MEDITERRANEAN TOMATO SALAD
For many years, I have had a membership at a local CSA farm. I especially enjoyed going there with my little kids who would help me harvest my U-pick share. Linus loved harvesting the strawberries and blueberries best, as he found out that you might as well eat them while doing this chore; Amelie loved the flowers and put together the most beautiful little bouquets, always making sure to match the colors. Lilly was not one for the harvest and made maximum use of the swing hanging from one of the black walnut trees. Anna enjoyed the cooking classes they offered using the vegetables from the field.
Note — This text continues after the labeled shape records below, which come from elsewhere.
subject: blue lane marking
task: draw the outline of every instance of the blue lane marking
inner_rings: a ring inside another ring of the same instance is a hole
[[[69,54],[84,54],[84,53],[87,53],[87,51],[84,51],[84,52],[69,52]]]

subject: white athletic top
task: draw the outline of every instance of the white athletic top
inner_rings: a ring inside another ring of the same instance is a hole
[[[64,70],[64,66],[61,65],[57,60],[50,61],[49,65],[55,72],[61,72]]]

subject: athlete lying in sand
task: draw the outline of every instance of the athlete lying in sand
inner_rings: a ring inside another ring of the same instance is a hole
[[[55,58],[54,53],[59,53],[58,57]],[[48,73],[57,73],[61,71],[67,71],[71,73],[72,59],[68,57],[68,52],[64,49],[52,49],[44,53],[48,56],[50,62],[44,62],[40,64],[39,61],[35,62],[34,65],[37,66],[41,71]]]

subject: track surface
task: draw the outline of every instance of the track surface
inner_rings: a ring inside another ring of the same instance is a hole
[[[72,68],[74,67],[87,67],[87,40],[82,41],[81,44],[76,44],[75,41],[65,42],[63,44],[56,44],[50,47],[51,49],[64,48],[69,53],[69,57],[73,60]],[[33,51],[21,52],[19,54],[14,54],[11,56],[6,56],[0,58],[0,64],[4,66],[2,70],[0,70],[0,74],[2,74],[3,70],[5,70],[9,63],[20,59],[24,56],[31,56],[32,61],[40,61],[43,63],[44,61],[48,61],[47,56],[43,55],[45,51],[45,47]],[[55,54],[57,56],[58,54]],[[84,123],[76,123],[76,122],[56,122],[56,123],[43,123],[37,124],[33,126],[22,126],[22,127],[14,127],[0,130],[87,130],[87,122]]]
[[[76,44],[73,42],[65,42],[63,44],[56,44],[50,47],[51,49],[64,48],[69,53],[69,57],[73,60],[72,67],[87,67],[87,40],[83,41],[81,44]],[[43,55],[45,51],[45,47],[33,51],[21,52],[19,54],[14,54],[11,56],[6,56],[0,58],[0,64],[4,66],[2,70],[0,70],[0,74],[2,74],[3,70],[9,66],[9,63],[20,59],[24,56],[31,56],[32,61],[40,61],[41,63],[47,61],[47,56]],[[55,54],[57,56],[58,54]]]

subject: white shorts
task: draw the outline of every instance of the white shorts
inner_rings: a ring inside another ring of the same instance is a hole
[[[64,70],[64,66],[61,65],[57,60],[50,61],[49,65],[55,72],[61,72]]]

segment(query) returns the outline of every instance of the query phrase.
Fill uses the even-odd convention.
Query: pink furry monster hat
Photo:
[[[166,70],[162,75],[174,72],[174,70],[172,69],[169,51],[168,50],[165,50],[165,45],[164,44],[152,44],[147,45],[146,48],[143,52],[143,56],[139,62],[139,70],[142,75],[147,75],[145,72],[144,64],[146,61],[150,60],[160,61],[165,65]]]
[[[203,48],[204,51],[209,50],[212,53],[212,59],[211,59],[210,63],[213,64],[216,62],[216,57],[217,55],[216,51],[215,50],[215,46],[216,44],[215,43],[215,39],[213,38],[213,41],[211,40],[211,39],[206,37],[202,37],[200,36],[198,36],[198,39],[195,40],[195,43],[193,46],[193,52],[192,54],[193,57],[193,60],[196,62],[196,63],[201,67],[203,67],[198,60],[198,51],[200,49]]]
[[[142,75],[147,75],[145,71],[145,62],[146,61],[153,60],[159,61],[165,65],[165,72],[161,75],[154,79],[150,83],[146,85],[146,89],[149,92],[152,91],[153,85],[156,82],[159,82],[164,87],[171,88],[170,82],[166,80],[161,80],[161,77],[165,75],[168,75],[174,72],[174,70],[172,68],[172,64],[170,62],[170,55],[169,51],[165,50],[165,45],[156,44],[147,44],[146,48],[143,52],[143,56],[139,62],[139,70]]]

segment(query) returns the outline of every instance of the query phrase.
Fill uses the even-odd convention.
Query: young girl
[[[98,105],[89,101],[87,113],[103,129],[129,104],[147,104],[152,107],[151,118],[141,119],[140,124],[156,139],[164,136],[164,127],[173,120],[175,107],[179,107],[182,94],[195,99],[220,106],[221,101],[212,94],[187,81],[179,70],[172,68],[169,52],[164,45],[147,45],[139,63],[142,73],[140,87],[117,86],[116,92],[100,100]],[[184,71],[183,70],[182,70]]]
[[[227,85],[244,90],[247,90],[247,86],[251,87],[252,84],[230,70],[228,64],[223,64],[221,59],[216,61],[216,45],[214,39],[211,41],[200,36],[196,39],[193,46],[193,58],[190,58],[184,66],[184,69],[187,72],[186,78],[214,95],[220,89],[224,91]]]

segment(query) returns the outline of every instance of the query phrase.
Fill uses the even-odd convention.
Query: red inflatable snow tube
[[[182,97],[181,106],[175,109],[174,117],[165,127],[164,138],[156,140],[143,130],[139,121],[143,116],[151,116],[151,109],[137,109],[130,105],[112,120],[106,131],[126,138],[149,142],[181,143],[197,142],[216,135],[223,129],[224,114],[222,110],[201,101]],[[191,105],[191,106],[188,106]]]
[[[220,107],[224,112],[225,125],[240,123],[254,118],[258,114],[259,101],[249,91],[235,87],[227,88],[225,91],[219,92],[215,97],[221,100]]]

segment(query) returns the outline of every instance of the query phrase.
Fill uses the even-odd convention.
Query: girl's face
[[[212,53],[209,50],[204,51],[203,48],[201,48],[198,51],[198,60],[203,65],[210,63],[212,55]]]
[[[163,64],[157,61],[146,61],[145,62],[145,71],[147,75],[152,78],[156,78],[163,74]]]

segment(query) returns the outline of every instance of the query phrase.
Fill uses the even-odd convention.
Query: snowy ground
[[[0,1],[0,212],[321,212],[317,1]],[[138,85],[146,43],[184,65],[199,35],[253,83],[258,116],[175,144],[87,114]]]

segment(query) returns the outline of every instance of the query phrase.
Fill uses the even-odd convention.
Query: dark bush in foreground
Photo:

Every year once the summertime hits, they would harvest an abundance of delicious tomatoes that tasted like sunshine. So what do you do when you find yourself having to come up with a plan to use the myriad of ripe tomatoes that you bring home and don’t want to let spoil? I find that cocktail or beef tomatoes work great for raw salads, burgers, and salsa. Whatever is left from the harvest, I cook and freeze for the winter to use in pasta sauces, chili con carne, or other dishes that require canned tomatoes.
If you don’t have access to a farm or garden for freshly picked tomatoes, I highly recommend buying the ripest and reddest tomatoes from a local farmers’ market or street vendor since it does make a huge difference in the taste.
The salad recipe below is one of my favorites and so easy to make. You simply slice up tomatoes, add a homemade vinaigrette, and you’re done in no time. You want the tomatoes to be sitting in the marinade. Add this as a side dish to your favorite beef, chicken, or fish.
MAKES 4 SIDE SALADS
INGREDIENTS
4 large beef tomatoes or 12 wine ripened cocktail tomatoes
1 shallot or small red onion, minced
6 leaves fresh basil, minced
2 tbsp fresh parsley, minced
1/2 tsp sea salt
fresh freshly grated black pepper
2 tbsp red wine vinegar
1 tbsp lemon juice
6 tbsp olive oil
INSTRUCTIONS
Wash the tomatoes in cold water and cut into bite size pieces. Add to a bowl.
Add the olive oil, red wine vinegar, lemon juice, minced basil, minced parsley, minced onion, and sea salt to a small bowl and mix well to combine. Add to the tomatoes and toss to combine.